次のカナリアリリースアプリケーションをデプロイします: アプリケーション A-gray、アプリケーション B-gray、アプリケーション C-gray。起動コマンドに
-Dalicloud.service.tag=grayを追加して、カナリアリリースアプリケーションとバックボーンアプリケーションを区別します。
アプリケーションをデプロイするときに SAE 組み込みではないサービスレジストリを使用する場合は、次の起動パラメーターを追加する必要があります: -Dnacos.use.endpoint.parsing.rule=false -Dnacos.use.cloud.namespace.parsing=false。

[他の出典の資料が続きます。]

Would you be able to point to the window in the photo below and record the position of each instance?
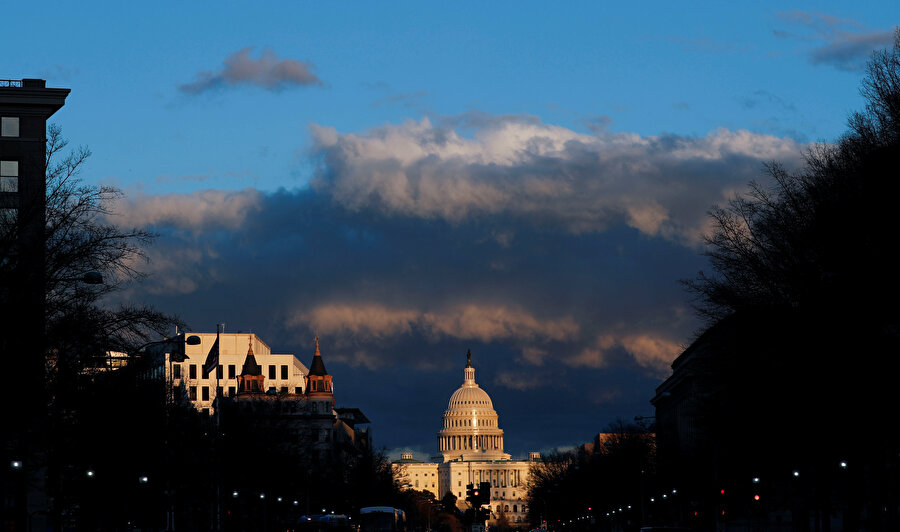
(8, 216)
(9, 176)
(9, 126)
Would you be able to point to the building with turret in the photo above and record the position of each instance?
(252, 382)
(470, 443)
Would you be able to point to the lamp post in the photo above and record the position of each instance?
(173, 350)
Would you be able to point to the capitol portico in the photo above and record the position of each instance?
(470, 443)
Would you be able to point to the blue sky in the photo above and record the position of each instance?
(410, 180)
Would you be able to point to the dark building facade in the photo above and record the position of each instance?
(25, 106)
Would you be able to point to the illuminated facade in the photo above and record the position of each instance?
(470, 443)
(283, 373)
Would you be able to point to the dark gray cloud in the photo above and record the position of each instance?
(842, 43)
(268, 72)
(558, 306)
(522, 168)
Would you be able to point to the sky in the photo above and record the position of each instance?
(409, 180)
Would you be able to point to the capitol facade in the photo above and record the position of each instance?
(470, 443)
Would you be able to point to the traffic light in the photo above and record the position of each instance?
(471, 494)
(484, 493)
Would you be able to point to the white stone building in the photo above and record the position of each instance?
(470, 443)
(283, 373)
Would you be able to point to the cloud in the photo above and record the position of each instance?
(518, 380)
(485, 323)
(549, 175)
(652, 351)
(196, 211)
(268, 72)
(842, 43)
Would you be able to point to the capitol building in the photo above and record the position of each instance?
(470, 444)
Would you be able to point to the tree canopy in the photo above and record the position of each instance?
(819, 238)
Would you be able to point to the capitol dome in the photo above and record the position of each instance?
(470, 425)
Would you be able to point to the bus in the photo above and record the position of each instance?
(381, 519)
(324, 523)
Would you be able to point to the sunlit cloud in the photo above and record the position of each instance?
(205, 209)
(842, 43)
(542, 174)
(268, 72)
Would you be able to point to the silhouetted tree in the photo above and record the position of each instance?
(805, 330)
(71, 230)
(820, 236)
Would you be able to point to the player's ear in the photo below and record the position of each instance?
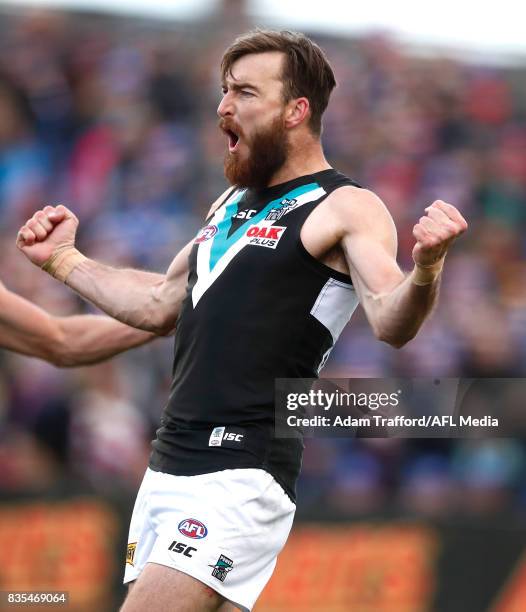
(296, 112)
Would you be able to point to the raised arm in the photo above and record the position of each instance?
(64, 341)
(141, 299)
(395, 304)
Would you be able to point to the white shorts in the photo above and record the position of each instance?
(225, 529)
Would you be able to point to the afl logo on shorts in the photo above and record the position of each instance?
(206, 233)
(191, 528)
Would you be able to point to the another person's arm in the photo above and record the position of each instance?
(64, 341)
(395, 304)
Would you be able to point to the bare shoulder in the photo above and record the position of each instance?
(218, 202)
(355, 208)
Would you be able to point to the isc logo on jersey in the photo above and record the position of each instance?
(206, 233)
(192, 528)
(265, 236)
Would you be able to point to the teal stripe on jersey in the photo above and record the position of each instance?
(222, 242)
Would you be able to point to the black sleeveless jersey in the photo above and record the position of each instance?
(258, 307)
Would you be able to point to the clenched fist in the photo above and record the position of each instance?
(49, 231)
(435, 232)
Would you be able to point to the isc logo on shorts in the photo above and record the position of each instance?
(265, 236)
(192, 528)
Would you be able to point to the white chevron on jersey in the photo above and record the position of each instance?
(205, 276)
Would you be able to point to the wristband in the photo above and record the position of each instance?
(427, 275)
(63, 261)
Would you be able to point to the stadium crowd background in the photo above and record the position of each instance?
(116, 119)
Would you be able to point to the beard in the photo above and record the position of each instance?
(268, 151)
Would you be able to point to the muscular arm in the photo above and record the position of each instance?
(64, 341)
(141, 299)
(395, 304)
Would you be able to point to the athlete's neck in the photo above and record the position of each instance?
(304, 158)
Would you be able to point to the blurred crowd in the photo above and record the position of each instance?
(116, 119)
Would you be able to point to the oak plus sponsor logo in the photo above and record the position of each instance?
(265, 236)
(206, 233)
(192, 528)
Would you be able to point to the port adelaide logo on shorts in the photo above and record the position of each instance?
(221, 567)
(192, 528)
(206, 233)
(130, 553)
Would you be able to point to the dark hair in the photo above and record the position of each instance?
(306, 70)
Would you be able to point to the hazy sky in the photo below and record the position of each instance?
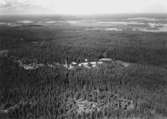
(82, 6)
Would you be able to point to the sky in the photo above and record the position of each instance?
(82, 7)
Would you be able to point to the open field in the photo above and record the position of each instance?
(133, 85)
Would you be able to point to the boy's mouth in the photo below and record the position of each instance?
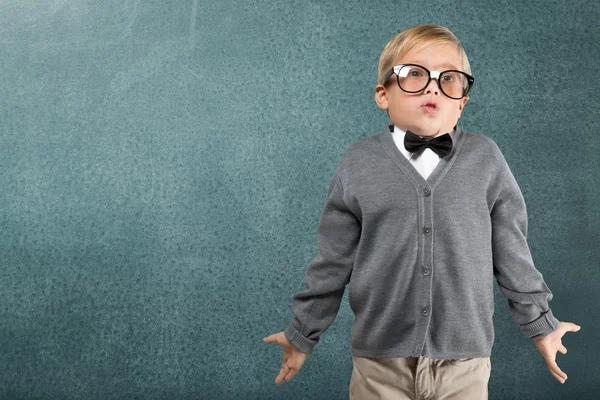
(430, 106)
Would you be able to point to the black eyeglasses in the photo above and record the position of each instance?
(413, 78)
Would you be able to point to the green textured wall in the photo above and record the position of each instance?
(164, 165)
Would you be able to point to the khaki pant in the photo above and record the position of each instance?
(419, 378)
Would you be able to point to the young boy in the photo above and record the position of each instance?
(418, 221)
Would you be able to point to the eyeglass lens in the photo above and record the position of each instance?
(414, 79)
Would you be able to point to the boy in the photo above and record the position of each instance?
(418, 220)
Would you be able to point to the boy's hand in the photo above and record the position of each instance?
(548, 345)
(292, 357)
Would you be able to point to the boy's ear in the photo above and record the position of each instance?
(381, 97)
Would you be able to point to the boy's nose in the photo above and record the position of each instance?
(432, 86)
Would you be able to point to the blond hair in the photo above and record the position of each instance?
(419, 37)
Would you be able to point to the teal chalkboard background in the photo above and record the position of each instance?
(164, 165)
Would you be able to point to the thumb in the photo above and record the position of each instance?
(271, 338)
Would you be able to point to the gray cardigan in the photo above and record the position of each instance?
(419, 255)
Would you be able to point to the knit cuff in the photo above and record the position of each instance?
(542, 326)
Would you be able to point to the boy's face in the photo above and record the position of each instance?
(405, 110)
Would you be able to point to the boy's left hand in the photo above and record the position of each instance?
(548, 345)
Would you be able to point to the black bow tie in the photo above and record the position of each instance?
(442, 145)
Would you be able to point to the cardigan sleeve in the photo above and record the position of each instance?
(518, 279)
(316, 306)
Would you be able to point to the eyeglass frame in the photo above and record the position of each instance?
(432, 75)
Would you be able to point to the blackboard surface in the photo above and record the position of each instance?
(164, 164)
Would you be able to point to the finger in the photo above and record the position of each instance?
(562, 349)
(282, 374)
(558, 378)
(269, 339)
(553, 366)
(291, 374)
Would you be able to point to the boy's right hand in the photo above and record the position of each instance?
(292, 357)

Spring Cloud または Zuul ゲートウェイのデプロイ
同じドメイン名で異なる URL からのリクエストを転送することで、アプリケーションにアクセスできます。詳細については、「CLB インスタンスを使用してアプリケーションのゲートウェイルーティングを設定する」をご参照ください。
リクエストに特定のヘッダーを追加してエンドツーエンドカナリアリリースを実行する
一部のクライアントのドメイン名は変更できません。www.base.com ドメイン名をルートに関連付けて、特定のヘッダーを追加できます。これにより、特定のリクエストをカナリアリリース環境にルーティングできます。次の図では、リクエストに x-mse-tag:gray ヘッダーが追加された後、リクエストはカナリアリリース環境にルーティングされます。
x-mse-tag ヘッダーは、この Topic で説明されているシナリオにのみ適しています。他のシナリオではこのヘッダーを使用しないでください。たとえば、アプリケーションのカナリアリリースルールを設定するときに x-mse-tag ヘッダーを使用しないでください。詳細については、「Java アプリケーションのカナリアリリースルールを管理する」をご参照ください。

結果を検証します。
www.base.com宛てのトラフィックがベースライン環境にルーティングされるかどうかを確認します。次の curl コマンドを実行します:
curl -H"Host:www.base.com" http://106.14.XX.XX/aコマンド出力:
A[172.18.XX.XX] -> B[172.18.XX.XX] -> C[172.18.XX.XX]
リクエストをカナリアリリース環境にルーティングするには、リクエストに
x-mse-tag:grayヘッダーを追加します。次の curl コマンドを実行します:
curl -H"Host:www.base.com" -H"x-mse-tag:gray" http://106.14.XX.XX/aコマンド出力:
Agray[172.18.XX.XX] -> Bgray[172.18.XX.XX] -> Cgray[172.18.XX.XX]%上記の出力は、Classic Load Balancer (CLB) Ingress コントローラーがリクエストをアプリケーション A のカナリアリリース環境にルーティングすることを示しています。